Giustizia: dal modello retributivo al modello riparativo

Convegno al Seminario Vescovile di Treviso, domani dalle ore 14.30

Diciamo anche che il crimine determina una frattura nelle relazioni sociali scriveva Gustavo Zagrebelsky in un articolo su La Repubblica – In una società che prenda le distanze dall’idea del capro espiatorio, non dovrebbe il diritto mirare a riparare quella frattura? Da qualche tempo si discute di giustizia riparativa, restaurativa, riconciliativa. Studi sono in corso, promossi anche da raccomandazioni internazionali. Si tratta di una prospettiva nuova e antichissima al tempo stesso che potrebbe modificare profondamente le coordinate con le quali concepiamo il crimine e il criminale: da fatto solitario a fatto sociale; da individuo rigettato dalla società a individuo che ne fa pur sempre parte, pur rappresentandone il lato d’un rapporto patologico. Qualcosa si muove (…) ma molto resta ancora da fare.

Il convegno che il Seminario Vescovile di Treviso ospiterà domani – venerdì 14 giugno – a cominciare dalle ore 14.30 si colloca proprio sulla scia di studi e azioni orientati a sanare l’offesa attraverso una giustizia riparativa, rispondendo da un lato alle reali esigenze delle vittime e della comunità, dall’altro lato orientandosi verso modalità più responsabilizzanti del reo attraverso la riparazione in primis verso la vittima o la comunità. Ciò non impedisce di riconoscere un valore profondo alle istituzioni, alle quali si affida il bisogno di giustizia di chi denuncia la lesione di un proprio diritto e delle conseguenze di tale lesione. Tuttavia le dimensioni non quantificabili dell’odio, della paura, della sofferenza della vittima, non avendo spazio di parola nel contesto processuale, se non si trasformano in seno al gruppo sociale di appartenenza, sono dei processi innescati, potenzialmente dannosi, con esiti imprevedibili.  Per questo è importante la riparazione, che fa leva su tre fondamentali dimensioni della vita umana: la dignità, la memoria, il tempo[1].
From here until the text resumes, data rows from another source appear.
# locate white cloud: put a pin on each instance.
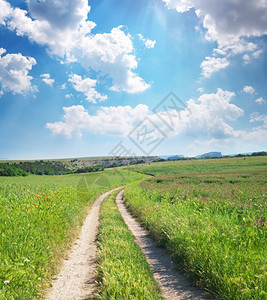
(248, 89)
(257, 53)
(14, 70)
(256, 117)
(68, 96)
(208, 117)
(148, 43)
(228, 20)
(107, 121)
(260, 100)
(229, 23)
(87, 87)
(213, 64)
(46, 79)
(63, 27)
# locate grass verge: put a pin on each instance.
(39, 218)
(123, 270)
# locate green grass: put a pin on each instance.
(204, 166)
(214, 225)
(39, 216)
(123, 271)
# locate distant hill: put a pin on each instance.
(171, 157)
(210, 154)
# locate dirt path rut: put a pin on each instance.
(76, 279)
(173, 284)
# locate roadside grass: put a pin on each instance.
(38, 222)
(123, 272)
(213, 226)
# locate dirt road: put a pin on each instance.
(76, 279)
(174, 285)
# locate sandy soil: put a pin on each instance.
(76, 279)
(174, 285)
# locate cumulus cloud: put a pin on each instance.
(87, 87)
(68, 96)
(248, 89)
(208, 117)
(107, 121)
(229, 23)
(148, 43)
(228, 20)
(14, 72)
(63, 27)
(213, 64)
(260, 100)
(200, 90)
(256, 117)
(46, 79)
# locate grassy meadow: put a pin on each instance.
(123, 270)
(212, 222)
(39, 216)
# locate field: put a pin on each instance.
(210, 215)
(213, 222)
(39, 216)
(204, 166)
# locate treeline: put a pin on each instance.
(90, 169)
(11, 170)
(44, 167)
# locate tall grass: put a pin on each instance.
(38, 221)
(233, 164)
(214, 227)
(123, 270)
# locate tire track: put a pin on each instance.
(76, 279)
(174, 284)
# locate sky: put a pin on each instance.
(132, 77)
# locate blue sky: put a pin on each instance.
(83, 78)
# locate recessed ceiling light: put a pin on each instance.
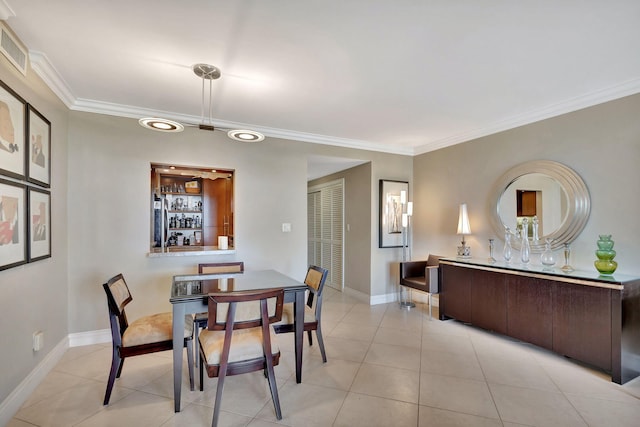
(161, 125)
(245, 135)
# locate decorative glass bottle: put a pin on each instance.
(491, 258)
(605, 253)
(525, 250)
(567, 259)
(506, 252)
(546, 258)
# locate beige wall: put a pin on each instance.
(100, 204)
(35, 296)
(109, 161)
(601, 143)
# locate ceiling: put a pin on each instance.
(402, 76)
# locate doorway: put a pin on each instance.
(325, 230)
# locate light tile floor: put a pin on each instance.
(387, 366)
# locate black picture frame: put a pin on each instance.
(390, 213)
(39, 148)
(12, 133)
(39, 217)
(13, 220)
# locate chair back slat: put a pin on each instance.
(221, 267)
(118, 296)
(315, 280)
(247, 311)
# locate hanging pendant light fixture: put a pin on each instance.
(210, 73)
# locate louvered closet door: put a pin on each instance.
(325, 210)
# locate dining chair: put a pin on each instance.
(315, 279)
(240, 338)
(148, 334)
(200, 319)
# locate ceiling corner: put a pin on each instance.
(47, 72)
(5, 10)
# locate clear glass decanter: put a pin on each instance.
(546, 258)
(567, 259)
(507, 251)
(525, 250)
(491, 258)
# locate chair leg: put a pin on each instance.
(196, 341)
(273, 387)
(114, 372)
(120, 368)
(189, 346)
(321, 343)
(216, 407)
(201, 367)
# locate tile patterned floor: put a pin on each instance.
(387, 367)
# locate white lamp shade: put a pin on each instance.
(463, 220)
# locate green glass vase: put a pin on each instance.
(605, 253)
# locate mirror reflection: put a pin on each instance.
(537, 197)
(546, 193)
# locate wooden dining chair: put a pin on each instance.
(148, 334)
(240, 338)
(200, 319)
(315, 279)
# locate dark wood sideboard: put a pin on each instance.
(582, 315)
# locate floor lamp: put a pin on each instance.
(407, 212)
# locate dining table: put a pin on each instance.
(189, 295)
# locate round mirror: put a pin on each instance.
(546, 193)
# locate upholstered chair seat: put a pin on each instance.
(154, 328)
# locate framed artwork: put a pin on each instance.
(39, 224)
(13, 230)
(39, 150)
(390, 235)
(12, 133)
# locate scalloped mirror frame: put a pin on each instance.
(579, 205)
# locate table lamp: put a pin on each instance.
(464, 251)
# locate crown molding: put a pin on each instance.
(52, 78)
(99, 107)
(630, 87)
(5, 11)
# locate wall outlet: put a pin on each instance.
(38, 340)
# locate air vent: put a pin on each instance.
(13, 50)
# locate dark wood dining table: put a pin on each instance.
(189, 296)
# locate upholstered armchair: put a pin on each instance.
(422, 276)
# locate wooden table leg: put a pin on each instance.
(299, 332)
(178, 344)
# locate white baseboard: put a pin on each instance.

La dignità: riparare la vittima significa innanzitutto ritenerla degna di essere riconosciuta in quanto tale, disseppellirla dall’anonimato, e poiché spetta innanzitutto al responsabile dell’offesa ripristinare la dignità della vittima è chiaro che in quell’azione sarà lo stesso responsabile a ritrovare un riconoscimento, una dignità, una meritevolezza diversa da quella che connota la stigmatizzazione del criminale per la sua colpevolezza.

La memoria: il rinnovarsi del dolore attraverso il ricordo dell’offesa provoca quel meccanismo spesso pericoloso del ri-sentimento al quale la riparazione cerca di porre rimedio attraverso quello che Paul Ricoeur chiama l’oblio attivo, ovvero la capacità di lasciare alle spalle il proprio passato senza ri-sentirne le conseguenze dannose.

Il tempo: la riparazione, a differenza della pena classica, propone un percorso impegnativo che unisce la possibilità del perdono, per contrastare l’irrimediabilità dell’offesa di un tempo, con una promessa seria di un futuro diverso.

Al convegno di domani interverranno nomi illustri nel campo della giustizia, assistenti sociali, un criminologo e psicoterapeuta ed esperti nella mediazione dei conflitti.